KCP&L at first tried to sell the plant. Then it decided that instead of selling the electricity on the open market, it wanted to include the plant in the rates charged to customers in the former Aquila electric territory.
The Missouri Public Service Commission, against the advice of its staff, approved the request to include the plant in rates. And in an unusually worded order, it seemed to throw a lifeline to KCP&L.
It described the plant as a relic of Aquila’s tortured history, which raised the question of how long regulators should “visit the sins of the predecessor (Aquila) on the successor (KCP&L).”
But the commission refused to let the utility collect the transmission costs, saying they would far outweigh the benefits of the plant as a low-cost producer. It added there were other options to provide electricity that would be less costly for the utility’s customers.

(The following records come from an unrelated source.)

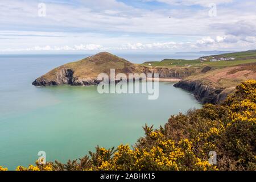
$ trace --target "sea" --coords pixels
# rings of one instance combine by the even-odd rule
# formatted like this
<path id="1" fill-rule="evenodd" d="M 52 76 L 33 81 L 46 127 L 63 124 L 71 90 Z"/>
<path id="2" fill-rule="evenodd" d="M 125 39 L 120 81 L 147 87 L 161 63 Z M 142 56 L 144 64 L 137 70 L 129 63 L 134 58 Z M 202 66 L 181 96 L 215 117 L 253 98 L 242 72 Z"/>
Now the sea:
<path id="1" fill-rule="evenodd" d="M 90 55 L 0 55 L 0 166 L 13 170 L 34 164 L 39 152 L 47 161 L 65 162 L 120 144 L 133 146 L 147 123 L 163 126 L 171 115 L 201 107 L 189 93 L 160 82 L 158 99 L 147 94 L 100 94 L 97 86 L 36 87 L 51 69 Z M 118 55 L 142 63 L 203 55 Z M 40 152 L 39 152 L 40 153 Z"/>

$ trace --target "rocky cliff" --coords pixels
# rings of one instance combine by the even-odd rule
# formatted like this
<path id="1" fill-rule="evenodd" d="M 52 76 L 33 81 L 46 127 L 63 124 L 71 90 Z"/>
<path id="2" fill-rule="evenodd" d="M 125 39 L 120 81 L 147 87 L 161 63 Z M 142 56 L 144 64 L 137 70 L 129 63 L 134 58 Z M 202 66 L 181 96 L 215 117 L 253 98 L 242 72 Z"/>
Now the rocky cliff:
<path id="1" fill-rule="evenodd" d="M 195 98 L 203 104 L 217 104 L 222 103 L 235 88 L 225 89 L 211 87 L 204 85 L 200 80 L 181 81 L 174 85 L 191 92 Z"/>
<path id="2" fill-rule="evenodd" d="M 133 64 L 108 52 L 101 52 L 77 62 L 70 63 L 56 68 L 35 80 L 35 86 L 69 84 L 86 86 L 98 84 L 100 73 L 110 75 L 110 69 L 115 73 L 159 73 L 160 78 L 184 78 L 197 71 L 193 68 L 160 68 L 145 67 Z"/>
<path id="3" fill-rule="evenodd" d="M 174 86 L 192 93 L 203 104 L 222 103 L 242 81 L 256 78 L 256 63 L 214 69 L 205 67 L 201 72 L 187 77 Z"/>

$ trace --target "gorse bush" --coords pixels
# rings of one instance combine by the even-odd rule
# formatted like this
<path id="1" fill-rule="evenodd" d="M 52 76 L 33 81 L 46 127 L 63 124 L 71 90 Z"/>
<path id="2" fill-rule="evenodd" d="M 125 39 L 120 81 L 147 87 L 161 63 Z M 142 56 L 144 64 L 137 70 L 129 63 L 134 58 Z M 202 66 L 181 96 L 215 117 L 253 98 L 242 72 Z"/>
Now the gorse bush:
<path id="1" fill-rule="evenodd" d="M 158 130 L 147 125 L 145 136 L 133 148 L 96 147 L 66 164 L 49 162 L 20 171 L 48 170 L 255 170 L 256 81 L 237 86 L 222 105 L 206 104 L 186 114 L 172 115 Z M 208 162 L 217 155 L 217 165 Z M 0 167 L 0 170 L 6 170 Z"/>

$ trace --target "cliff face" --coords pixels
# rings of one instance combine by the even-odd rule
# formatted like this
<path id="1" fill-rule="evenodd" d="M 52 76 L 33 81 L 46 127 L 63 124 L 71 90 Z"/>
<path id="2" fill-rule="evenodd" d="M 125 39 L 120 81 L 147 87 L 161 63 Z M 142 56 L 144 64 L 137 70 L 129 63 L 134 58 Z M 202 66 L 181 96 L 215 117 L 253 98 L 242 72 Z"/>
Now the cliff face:
<path id="1" fill-rule="evenodd" d="M 145 73 L 152 73 L 159 74 L 159 78 L 184 78 L 196 73 L 196 68 L 146 68 Z"/>
<path id="2" fill-rule="evenodd" d="M 35 80 L 35 86 L 68 84 L 75 86 L 97 85 L 100 73 L 110 75 L 110 69 L 115 73 L 159 73 L 159 78 L 184 78 L 196 72 L 190 68 L 150 68 L 133 64 L 109 53 L 102 52 L 80 61 L 64 64 Z"/>
<path id="3" fill-rule="evenodd" d="M 204 85 L 199 80 L 181 81 L 174 86 L 192 93 L 195 98 L 203 104 L 221 104 L 225 101 L 229 93 L 234 90 L 234 88 L 226 89 L 210 87 Z"/>
<path id="4" fill-rule="evenodd" d="M 256 78 L 256 63 L 213 69 L 205 67 L 200 73 L 174 85 L 191 92 L 202 103 L 221 104 L 241 82 Z"/>

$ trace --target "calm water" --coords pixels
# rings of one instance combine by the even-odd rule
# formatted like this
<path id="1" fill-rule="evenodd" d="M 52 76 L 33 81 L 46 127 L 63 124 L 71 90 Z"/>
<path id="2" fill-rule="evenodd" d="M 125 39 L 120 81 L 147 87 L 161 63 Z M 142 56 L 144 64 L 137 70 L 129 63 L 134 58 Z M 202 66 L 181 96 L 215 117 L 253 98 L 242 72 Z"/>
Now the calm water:
<path id="1" fill-rule="evenodd" d="M 158 127 L 171 114 L 201 107 L 172 83 L 160 83 L 157 100 L 147 94 L 100 94 L 97 86 L 31 85 L 53 68 L 85 56 L 0 56 L 0 165 L 13 169 L 32 164 L 39 151 L 47 160 L 64 162 L 97 144 L 133 144 L 143 136 L 146 123 Z"/>

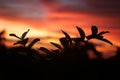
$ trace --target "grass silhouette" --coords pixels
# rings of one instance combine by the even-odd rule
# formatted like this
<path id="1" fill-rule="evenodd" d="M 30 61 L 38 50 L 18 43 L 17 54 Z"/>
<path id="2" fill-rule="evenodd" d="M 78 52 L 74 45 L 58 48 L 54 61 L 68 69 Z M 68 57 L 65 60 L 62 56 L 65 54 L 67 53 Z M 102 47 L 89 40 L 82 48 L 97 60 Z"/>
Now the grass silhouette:
<path id="1" fill-rule="evenodd" d="M 118 78 L 116 72 L 120 71 L 120 48 L 117 47 L 116 56 L 103 59 L 103 55 L 96 50 L 91 39 L 99 39 L 110 45 L 112 42 L 105 39 L 103 34 L 109 31 L 101 31 L 98 33 L 96 26 L 91 27 L 91 34 L 86 36 L 84 30 L 76 27 L 79 37 L 71 38 L 71 36 L 62 30 L 64 37 L 60 38 L 60 44 L 50 42 L 57 49 L 49 50 L 40 47 L 38 50 L 46 53 L 43 56 L 38 50 L 33 49 L 33 45 L 40 41 L 35 38 L 28 43 L 29 38 L 26 35 L 29 29 L 25 31 L 21 37 L 12 33 L 10 36 L 18 39 L 14 45 L 20 44 L 18 47 L 6 47 L 0 44 L 0 75 L 2 78 L 13 79 L 17 76 L 21 79 L 43 79 L 43 80 L 66 80 L 66 79 L 82 79 L 103 80 L 109 78 Z M 3 40 L 3 33 L 0 33 L 0 41 Z M 91 59 L 89 51 L 92 51 L 97 57 Z M 13 72 L 13 73 L 12 73 Z"/>

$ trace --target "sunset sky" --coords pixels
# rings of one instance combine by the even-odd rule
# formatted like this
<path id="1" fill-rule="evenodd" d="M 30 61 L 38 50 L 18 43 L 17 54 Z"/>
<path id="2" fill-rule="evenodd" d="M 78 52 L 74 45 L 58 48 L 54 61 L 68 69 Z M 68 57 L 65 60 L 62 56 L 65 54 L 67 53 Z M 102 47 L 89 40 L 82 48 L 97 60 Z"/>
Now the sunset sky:
<path id="1" fill-rule="evenodd" d="M 105 37 L 120 45 L 120 0 L 0 0 L 0 30 L 57 42 L 64 35 L 78 36 L 76 26 L 90 34 L 91 26 L 111 33 Z"/>

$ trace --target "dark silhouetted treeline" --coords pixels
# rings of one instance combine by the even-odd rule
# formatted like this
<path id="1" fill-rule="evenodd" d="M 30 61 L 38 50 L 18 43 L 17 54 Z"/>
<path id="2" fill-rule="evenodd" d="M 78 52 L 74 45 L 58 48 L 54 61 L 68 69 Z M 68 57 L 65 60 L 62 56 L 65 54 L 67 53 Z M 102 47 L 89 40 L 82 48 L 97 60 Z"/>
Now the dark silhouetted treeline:
<path id="1" fill-rule="evenodd" d="M 50 42 L 56 47 L 49 50 L 45 47 L 33 49 L 33 45 L 40 41 L 35 38 L 28 43 L 26 37 L 29 29 L 20 37 L 11 33 L 11 37 L 18 39 L 13 47 L 7 47 L 5 31 L 0 32 L 0 80 L 6 79 L 38 79 L 38 80 L 108 80 L 120 79 L 120 48 L 117 48 L 116 56 L 104 59 L 96 46 L 89 42 L 98 39 L 113 45 L 104 34 L 109 31 L 98 31 L 96 26 L 91 27 L 91 34 L 86 35 L 84 30 L 76 27 L 79 37 L 72 38 L 63 31 L 64 37 L 60 38 L 61 44 Z M 28 45 L 26 45 L 28 43 Z M 14 47 L 14 45 L 18 45 Z M 89 56 L 90 51 L 95 55 Z M 43 55 L 42 52 L 45 54 Z"/>

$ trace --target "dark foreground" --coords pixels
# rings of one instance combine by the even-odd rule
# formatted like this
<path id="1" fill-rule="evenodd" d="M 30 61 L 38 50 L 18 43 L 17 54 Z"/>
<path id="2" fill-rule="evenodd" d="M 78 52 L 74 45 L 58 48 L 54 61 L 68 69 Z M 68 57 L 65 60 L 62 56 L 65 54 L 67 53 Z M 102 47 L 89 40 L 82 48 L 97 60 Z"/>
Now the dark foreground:
<path id="1" fill-rule="evenodd" d="M 4 51 L 3 51 L 4 50 Z M 76 59 L 57 57 L 35 60 L 18 55 L 16 49 L 1 49 L 0 80 L 116 80 L 120 79 L 120 57 L 110 59 Z M 21 49 L 22 50 L 22 49 Z M 9 51 L 9 52 L 8 52 Z M 5 53 L 3 53 L 5 52 Z M 32 52 L 32 51 L 29 51 Z M 33 51 L 34 52 L 34 51 Z M 74 53 L 74 52 L 72 52 Z M 119 50 L 118 50 L 119 53 Z M 35 52 L 34 52 L 35 54 Z M 32 60 L 32 61 L 31 61 Z"/>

KCP&L believes power from the plant, even including transmission costs, is cheaper than other in-state options.
“The facility benefits our customers in two ways: price and reliability,” the company said in an email response to questions.
The case hinges in part on the doctrine that interstate transmission rates approved by a federal agency are considered just and reasonable.
Another issue is the U.S. Constitution’s Supremacy Clause, which allows the federal government to trump state authority. It can come into play when federal law explicitly pre-empts state law, in areas when federal law is pervasive or when there is a conflict between federal and state laws.
Richard Levy, the J.B. Smith distinguished professor of constitutional law at the University of Kansas, said state regulators can believe they are in the best position to determine what is in the best interest of utility customers, but federal prerogatives and interest in interstate transmission of electricity will be important in the KCP&L case.
“I do feel there is a question lurking in the background about how much (the selling of electricity) is a national business,” he said.
So far, Missouri regulators in a state circuit court and court of appeals have won the argument. They acknowledged the doctrine that rates approved by the Federal Energy Regulatory Commission are deemed just and reasonable. But they argued what is unreasonable is having ratepayers cover the cost of sending electricity 500 miles from Mississippi to Missouri.
Two previous Supreme Court rulings slapped down states that tried to stop the recovery of transmission costs approved by the federal agency. But Missouri argued that those cases are different because they involved federal mandates to import the electricity. KCP&L’s decision was voluntary.
“We have no difficulty understanding the basis for the PSC’s decision to disallow the excessive transmission costs from recovery of rates,” the Missouri Court of Appeals said in its ruling.